IT was not exactly an earthquake but delegates at the Penang DAP convention might have felt a tremor when one of the two candidates for the Chief Minister post ended up near the bottom.
Deputy Finance Minister Lim Hui Ying was widely expected to secure the top spot in the party’s Penang election and jaws dropped when she ended up at No 12 in the 15-person leadership line-up.
It was quite a blow to the aspirations of the Lim family to position her as the next Chief Minister of Penang. Her contender for the job Human Resources Minister Steven Sim came in at No 2, thereby placing him in pole position.
Sim got 1,237 votes whereas Hui Ying garnered 827 votes. It meant that Hui Ying, despite her government position and famous family name, managed to get only 56% of the votes from the 1,466 delegates.
This was despite the tireless campaign by her brother and former chief minister Lim Guan Eng in the last few weeks.
Party secretary-general Anthony Loke had also vouched for Sim to be the next state chairman and for Hui Ying to continue as party secretary although it seemed like a less than subtle signal of who he thought was more suitable to succeed Chief Minister Chow Kon Yeow.
But Penang delegates had their own idea of who they wanted - they picked Sim but pushed Hui Ying aside.
It was crystal clear that the delegates wanted a balance of power, without any one side dominating the party.
As such, three of the winners were people aligned to Chow - Komtar assemblyman Teh Lai Heng and former assemblymen Yeoh Soon Hin and Soon Lip Chee.
The DAP election system involves delegates voting for a 15-person line-up who then decide behind closed-doors to choose the chairman and other key office-bearers.
Bukit Gelugor MP Ramkarpal Singh emerged at the No 1 spot because of who his father is and also because he was not blindly associated with either side. But some said he won big because he did not pose a threat to anyone or any camp.
His elder brother Jagdeep Singh Deo, who is Deputy Chief Minister, did not make it. Jagdeep’s personal issues has become the stuff of kopitiam chatter and his defeat was the second biggest upset after Hui Ying’s placing.
The infighting and especially Guan Eng’s aggressive campaign to dominate the election with his loyalists obviously did not go down well in the party.
They also did not like how Guan Eng had made life difficult for Chow to the extent that he is dubbed the “state opposition leader”. And since Guan Eng did not contest the election, delegates took out on his sister.
“A vote for Hui Ying was a vote for Guan Eng. That was what dragged her down,” said a DAP grassroots figure.
Hui Ying is too tightly tied to the family’s apron strings. She has failed to convince people that she is up there because of her ability and is more famous for her endless selfies and wefies than for her opinions on issues.
People are also puzzled how the Deputy Minister is able to spend so much time in Penang.
Delegates also seem to have heeded the call by former Sungai Puyu assemblyman Datuk Seri Phee Boon Poh to ensure that each of the parliamentary constituencies held by DAP is represented in the state leadership line-up.

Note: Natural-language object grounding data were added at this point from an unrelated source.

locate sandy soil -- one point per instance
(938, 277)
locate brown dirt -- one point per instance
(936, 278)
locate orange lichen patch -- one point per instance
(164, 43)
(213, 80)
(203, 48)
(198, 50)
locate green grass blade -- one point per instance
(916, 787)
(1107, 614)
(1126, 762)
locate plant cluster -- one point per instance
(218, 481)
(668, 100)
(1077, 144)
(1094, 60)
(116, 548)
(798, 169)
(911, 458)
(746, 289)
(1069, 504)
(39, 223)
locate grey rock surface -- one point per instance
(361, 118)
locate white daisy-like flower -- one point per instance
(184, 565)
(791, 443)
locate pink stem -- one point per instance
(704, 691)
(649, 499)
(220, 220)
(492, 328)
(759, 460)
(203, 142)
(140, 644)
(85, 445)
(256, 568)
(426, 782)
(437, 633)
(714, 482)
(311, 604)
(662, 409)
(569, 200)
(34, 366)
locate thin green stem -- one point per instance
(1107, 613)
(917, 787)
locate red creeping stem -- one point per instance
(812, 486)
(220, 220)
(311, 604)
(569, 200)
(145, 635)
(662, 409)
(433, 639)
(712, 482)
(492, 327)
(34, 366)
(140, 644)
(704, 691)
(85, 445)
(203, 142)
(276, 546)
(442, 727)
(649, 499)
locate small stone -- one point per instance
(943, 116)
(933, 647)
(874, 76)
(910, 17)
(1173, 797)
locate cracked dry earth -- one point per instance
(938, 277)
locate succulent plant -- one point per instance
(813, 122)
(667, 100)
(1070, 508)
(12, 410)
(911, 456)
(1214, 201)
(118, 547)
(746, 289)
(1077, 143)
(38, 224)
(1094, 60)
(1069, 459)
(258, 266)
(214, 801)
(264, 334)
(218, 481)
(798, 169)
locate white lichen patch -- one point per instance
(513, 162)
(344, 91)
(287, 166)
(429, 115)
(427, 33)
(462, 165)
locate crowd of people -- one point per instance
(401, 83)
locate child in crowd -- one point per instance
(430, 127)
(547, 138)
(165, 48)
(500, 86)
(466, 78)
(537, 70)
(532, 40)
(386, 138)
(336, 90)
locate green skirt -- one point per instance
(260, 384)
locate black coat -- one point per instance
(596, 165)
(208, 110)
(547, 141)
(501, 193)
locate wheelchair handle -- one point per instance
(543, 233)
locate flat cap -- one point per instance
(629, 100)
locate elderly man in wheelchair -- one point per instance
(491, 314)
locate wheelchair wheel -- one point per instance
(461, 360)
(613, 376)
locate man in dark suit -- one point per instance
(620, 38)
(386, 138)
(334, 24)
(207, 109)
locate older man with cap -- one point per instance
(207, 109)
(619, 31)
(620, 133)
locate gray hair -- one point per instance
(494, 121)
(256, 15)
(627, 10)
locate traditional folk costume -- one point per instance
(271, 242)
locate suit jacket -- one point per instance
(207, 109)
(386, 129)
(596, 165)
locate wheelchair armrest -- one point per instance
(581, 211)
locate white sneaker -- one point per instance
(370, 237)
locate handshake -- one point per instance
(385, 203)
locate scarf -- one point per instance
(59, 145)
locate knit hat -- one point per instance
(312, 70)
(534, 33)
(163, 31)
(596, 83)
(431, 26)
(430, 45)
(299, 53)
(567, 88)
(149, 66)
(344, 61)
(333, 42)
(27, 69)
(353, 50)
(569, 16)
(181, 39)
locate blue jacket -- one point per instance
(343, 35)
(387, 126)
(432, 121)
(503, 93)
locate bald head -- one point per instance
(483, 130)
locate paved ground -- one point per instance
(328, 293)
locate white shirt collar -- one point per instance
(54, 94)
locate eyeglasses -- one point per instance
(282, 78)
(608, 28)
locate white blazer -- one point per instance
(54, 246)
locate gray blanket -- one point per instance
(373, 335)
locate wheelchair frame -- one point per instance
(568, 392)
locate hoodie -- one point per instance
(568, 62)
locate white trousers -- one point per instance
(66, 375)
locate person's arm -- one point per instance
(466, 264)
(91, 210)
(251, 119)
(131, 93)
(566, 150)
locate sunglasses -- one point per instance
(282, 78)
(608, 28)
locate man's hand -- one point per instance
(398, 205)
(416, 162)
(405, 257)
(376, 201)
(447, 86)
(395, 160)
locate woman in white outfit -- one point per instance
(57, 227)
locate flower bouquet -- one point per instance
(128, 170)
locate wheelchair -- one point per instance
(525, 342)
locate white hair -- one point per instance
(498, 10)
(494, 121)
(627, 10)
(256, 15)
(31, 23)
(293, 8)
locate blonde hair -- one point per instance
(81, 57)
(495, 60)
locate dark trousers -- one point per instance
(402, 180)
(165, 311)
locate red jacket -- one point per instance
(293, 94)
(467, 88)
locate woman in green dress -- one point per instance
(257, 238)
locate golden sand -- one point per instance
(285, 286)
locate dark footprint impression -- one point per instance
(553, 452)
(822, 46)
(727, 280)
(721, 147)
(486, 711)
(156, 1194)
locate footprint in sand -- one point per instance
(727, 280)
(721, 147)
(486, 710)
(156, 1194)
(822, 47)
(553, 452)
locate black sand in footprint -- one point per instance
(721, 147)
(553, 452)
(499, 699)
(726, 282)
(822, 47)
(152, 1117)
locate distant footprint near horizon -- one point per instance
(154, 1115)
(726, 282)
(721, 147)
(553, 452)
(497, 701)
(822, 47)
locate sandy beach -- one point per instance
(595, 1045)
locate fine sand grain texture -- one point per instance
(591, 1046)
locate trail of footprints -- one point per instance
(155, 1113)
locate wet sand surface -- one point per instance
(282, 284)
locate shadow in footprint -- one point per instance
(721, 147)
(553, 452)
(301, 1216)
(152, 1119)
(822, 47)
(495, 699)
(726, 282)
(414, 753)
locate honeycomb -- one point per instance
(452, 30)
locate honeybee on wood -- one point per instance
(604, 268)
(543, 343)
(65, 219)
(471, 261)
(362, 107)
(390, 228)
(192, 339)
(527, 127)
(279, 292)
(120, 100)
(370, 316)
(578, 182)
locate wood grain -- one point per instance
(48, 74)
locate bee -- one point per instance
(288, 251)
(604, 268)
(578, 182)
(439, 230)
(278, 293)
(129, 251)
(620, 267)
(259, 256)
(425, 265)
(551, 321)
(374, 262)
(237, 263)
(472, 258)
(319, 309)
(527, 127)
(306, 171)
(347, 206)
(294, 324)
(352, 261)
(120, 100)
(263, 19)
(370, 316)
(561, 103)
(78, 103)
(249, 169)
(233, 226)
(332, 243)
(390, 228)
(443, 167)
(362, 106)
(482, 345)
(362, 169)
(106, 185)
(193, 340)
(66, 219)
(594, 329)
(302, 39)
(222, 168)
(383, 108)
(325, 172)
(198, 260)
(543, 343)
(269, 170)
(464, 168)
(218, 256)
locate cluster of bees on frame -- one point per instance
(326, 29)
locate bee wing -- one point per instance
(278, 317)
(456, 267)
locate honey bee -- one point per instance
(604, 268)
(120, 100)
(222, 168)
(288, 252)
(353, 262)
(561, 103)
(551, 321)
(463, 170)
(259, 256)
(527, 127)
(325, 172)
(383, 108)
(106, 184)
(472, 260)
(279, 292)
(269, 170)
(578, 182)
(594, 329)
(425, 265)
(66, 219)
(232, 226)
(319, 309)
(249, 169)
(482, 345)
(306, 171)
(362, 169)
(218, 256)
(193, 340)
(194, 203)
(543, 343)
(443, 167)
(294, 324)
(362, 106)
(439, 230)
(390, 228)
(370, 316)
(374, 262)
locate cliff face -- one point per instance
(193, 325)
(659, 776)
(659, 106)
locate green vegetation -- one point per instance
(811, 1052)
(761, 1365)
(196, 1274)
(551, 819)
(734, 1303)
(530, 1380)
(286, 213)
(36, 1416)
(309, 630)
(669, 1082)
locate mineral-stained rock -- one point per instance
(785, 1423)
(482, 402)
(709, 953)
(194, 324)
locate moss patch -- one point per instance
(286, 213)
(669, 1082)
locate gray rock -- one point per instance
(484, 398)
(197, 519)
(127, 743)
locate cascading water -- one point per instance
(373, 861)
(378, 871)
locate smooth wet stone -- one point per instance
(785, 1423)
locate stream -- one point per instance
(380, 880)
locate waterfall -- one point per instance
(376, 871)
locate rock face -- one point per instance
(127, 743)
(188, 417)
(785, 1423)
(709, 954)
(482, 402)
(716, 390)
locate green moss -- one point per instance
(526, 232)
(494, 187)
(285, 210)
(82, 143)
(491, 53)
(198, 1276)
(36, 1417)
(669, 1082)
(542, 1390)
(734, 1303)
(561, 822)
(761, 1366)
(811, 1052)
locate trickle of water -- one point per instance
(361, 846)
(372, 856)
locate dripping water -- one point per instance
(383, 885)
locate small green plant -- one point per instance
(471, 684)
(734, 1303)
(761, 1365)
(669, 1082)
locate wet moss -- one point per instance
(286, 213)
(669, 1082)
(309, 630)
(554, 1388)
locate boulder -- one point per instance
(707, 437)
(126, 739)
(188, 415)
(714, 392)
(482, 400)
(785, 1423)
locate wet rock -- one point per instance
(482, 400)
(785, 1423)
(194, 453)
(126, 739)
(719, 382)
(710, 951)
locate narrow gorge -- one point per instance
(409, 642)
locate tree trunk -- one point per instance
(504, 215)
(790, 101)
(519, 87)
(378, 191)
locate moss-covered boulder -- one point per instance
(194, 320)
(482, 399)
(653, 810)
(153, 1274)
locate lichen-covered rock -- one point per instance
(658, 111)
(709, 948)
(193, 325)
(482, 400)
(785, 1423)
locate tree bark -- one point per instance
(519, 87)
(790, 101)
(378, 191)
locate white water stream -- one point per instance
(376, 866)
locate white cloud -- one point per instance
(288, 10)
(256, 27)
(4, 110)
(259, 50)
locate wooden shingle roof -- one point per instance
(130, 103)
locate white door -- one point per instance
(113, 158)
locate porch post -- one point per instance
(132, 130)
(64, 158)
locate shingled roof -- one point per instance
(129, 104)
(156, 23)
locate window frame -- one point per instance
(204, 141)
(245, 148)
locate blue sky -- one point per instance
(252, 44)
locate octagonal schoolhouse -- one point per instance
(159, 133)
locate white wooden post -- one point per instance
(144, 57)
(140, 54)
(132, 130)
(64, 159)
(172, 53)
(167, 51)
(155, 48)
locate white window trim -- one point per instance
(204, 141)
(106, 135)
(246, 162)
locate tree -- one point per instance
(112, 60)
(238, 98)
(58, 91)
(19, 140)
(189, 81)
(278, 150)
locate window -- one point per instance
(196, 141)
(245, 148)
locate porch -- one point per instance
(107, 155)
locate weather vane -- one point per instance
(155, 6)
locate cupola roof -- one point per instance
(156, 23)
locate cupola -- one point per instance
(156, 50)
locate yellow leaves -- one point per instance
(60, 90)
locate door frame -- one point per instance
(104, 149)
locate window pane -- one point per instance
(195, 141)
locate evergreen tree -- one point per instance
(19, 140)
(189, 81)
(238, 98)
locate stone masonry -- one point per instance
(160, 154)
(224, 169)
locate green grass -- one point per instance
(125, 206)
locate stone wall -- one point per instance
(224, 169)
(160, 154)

This election marked the rise of Boon Poh as the new kingmaker. He is a superb Hokkien orator whose reputation dates back to the years when he was the lone DAP survivor in the state assembly.
His family owned a printing plant that Barisan Nasional patronised to print election posters. The problem, he used to say, was that “you have to chase them for payment”.
He has advised his daughter Phee Syn Tze, who is now an assemblyman and who came in at No 9 in the polls, to focus on her constituency work and not to be overly ambitious.
However, his younger brother Phee Boon Chee who came in at No 13, is the new state organising secretary which is a recognition of the family’s political network.
Despite Guan Eng’s setback, almost two-thirds of those who won are aligned to him although several of his loyalists lost including one who was famous for ferrying Guan Eng around his Air Putih constituency on a motorcycle.
Many noticed that Guan Eng did not hang around to watch Sim carry out his first press conference as the new state chairman.
Guan Eng, who is the national DAP chairman, is an astute politician who would have read the writing on the wall and he needs to scale back on his attacks against Chow.
In one of those ironies of politics, the person who emerged safe and sound from the election was actually the person who did not contest and that was Chow.
Chow hardly broke a smile at the opening of the state convention even as top leaders paid tribute to and heaped praises on him. He was probably feeling cynical because some of those praising him - one of them almost cried - were those who had tried to undermine him.
The fact that delegates put Hui Ying in her place and showed another potential Chief Minister candidate Wong Hong Wai the door suggests that the party does not want any more trouble for Chow who is likely to be appointed state DAP advisor.
“The message is very clear. Chow is not exceptional but they like him. They want him to go on till his term expires. As for the incoming man, the undercurrents are not over. There could be troubled waters if he is not careful,” said former DAP politician Jeff Ooi.
The Penang polls were a wake-up call for the Lim family and it is unclear how brother and sister intend to survive the next big battle - the national DAP election in March next year.